A compelling unifying mechanism is intraflagellar transport (IFT), which is a protein trafficking system initially described in cilia. Cilia are microtubule-based protrusions from the cell body and are critically important for vertebrate organ function, body patterning and signalling pathways. IFT factors are additionally required for cellular processes unrelated to cilia, like those that involve Unc119 proteins. Since Unc119 proteins appear to be required for all cellular processes that rely upon IFT and have been shown to be required for trafficking, I propose that they are novel IFT factors. I hypothesize that the highly conserved Unc119 family proteins are previously unrecognized ciliary factors that promote proper cellular trafficking via the IFT machinery. To test this hypothesis, I am studying the cellular and phenotypic consequences of a loss of unc119 genes using zebrafish.

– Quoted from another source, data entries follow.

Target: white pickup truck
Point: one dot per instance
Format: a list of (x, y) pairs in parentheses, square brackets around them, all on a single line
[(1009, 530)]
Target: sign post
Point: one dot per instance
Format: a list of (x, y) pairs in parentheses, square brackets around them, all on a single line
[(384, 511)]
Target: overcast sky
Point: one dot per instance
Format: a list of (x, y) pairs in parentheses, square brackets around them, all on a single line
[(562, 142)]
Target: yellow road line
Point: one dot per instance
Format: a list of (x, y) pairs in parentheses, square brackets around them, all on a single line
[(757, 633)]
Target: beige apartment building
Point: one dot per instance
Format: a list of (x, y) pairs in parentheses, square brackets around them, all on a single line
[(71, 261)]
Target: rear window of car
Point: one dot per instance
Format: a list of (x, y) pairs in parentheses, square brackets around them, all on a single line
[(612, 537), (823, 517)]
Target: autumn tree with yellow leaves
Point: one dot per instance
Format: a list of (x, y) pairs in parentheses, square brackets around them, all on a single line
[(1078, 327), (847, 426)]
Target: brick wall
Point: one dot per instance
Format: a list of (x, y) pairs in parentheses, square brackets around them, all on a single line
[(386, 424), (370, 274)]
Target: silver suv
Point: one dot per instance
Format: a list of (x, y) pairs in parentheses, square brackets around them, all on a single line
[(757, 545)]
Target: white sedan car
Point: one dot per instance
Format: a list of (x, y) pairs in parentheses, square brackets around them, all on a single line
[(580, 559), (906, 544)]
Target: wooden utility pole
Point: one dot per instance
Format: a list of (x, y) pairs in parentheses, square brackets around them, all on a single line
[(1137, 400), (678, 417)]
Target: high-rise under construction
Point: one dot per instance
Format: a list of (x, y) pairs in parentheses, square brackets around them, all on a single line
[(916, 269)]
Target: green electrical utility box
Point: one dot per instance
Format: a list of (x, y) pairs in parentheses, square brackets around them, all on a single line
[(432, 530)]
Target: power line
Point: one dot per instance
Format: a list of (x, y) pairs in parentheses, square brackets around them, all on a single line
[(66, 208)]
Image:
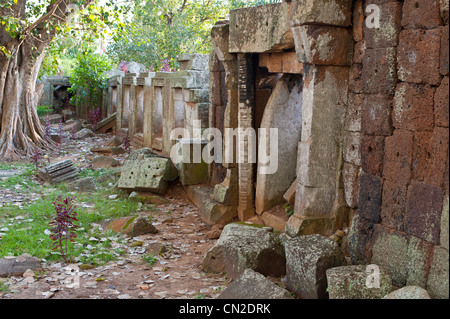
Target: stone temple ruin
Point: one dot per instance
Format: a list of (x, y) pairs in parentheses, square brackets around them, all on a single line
[(362, 118)]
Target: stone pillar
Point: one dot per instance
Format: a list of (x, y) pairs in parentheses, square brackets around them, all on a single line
[(247, 169), (324, 45), (224, 95)]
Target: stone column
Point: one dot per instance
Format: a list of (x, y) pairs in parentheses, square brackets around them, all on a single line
[(324, 44)]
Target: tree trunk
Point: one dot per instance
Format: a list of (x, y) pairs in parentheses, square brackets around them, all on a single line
[(20, 129)]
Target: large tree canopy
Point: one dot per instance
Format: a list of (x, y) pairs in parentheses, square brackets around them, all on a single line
[(27, 29), (161, 30)]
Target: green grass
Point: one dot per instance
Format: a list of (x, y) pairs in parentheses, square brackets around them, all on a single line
[(27, 233)]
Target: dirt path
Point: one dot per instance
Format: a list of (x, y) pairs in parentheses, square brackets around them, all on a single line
[(176, 274)]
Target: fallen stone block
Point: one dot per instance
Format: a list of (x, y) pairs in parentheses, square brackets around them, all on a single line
[(114, 141), (72, 126), (289, 196), (307, 260), (148, 174), (104, 162), (358, 282), (84, 184), (409, 292), (140, 154), (51, 119), (252, 285), (130, 226), (242, 246), (108, 151), (16, 266), (84, 133), (63, 171)]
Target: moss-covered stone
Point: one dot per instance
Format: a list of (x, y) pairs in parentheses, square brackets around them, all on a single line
[(351, 282)]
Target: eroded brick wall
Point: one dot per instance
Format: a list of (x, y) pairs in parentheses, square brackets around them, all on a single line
[(398, 142)]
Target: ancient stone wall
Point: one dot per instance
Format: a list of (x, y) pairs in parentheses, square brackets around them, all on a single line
[(397, 142), (151, 105)]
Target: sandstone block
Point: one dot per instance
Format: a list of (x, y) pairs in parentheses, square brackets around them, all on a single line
[(242, 246), (358, 282), (252, 285), (307, 260), (419, 56)]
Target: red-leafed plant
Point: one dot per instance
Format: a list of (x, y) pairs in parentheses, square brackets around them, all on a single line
[(126, 143), (63, 225), (36, 158)]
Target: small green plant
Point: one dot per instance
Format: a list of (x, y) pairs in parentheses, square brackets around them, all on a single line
[(150, 259), (199, 296), (63, 225), (44, 110)]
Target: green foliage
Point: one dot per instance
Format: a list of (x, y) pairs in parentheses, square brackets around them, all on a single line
[(43, 110), (161, 30), (150, 259), (89, 79)]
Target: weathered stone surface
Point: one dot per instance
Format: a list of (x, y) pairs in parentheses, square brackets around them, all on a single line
[(379, 74), (149, 174), (289, 196), (444, 10), (260, 29), (130, 226), (108, 150), (438, 281), (441, 103), (284, 112), (358, 282), (398, 158), (211, 211), (307, 260), (141, 153), (243, 246), (370, 195), (351, 148), (421, 14), (192, 169), (408, 292), (327, 12), (197, 62), (393, 205), (323, 45), (359, 237), (390, 251), (413, 107), (372, 153), (16, 266), (104, 162), (423, 212), (445, 224), (429, 153), (63, 171), (376, 115), (444, 61), (351, 178), (252, 285), (84, 184), (419, 56), (72, 126), (84, 133), (390, 26), (52, 119), (319, 155), (114, 141), (419, 256)]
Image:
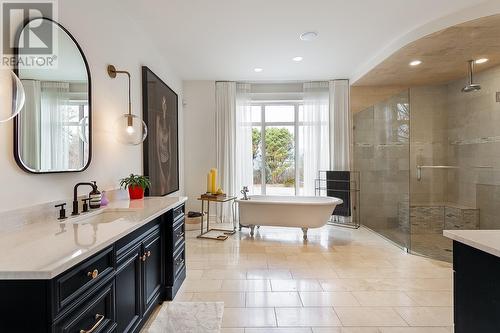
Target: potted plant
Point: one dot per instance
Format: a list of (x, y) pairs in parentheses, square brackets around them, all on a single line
[(136, 185)]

Zebrafish have four paralogues of unc119, none of which have previously been studied in great detail in terms of cilia function. To begin, I wanted to determine whether any of the paralogues have a potential role in cilia by performing in situ hybridization. I found that each paralogue has a distinct expression pattern, although there is a large degree of overlap particularly in ciliated organs. To assay for ciliary phenotypes, I have been using CRISPR-Cas9 technology to create deletion mutations in each of the zebrafish paralogues. My preliminary results using morpholinos to target one of the paralogues (unc119b) have revealed that there are ciliary phenotypes (hydrocephaly, kidney cysts, l-r asymmetry defects), but these are milder and less penetrant than expected, which is consistent with redundancy between paralogues. Given the conserved nature of these genes and the overlap in expression between paralogues, it’s possible that there is functional redundancy, which we will be testing using rescue assays. Thus far, we have shown that at least one of the paralogues is involved in cilia but it is likely that the other paralogues act similarly molecularly to affect cilia function.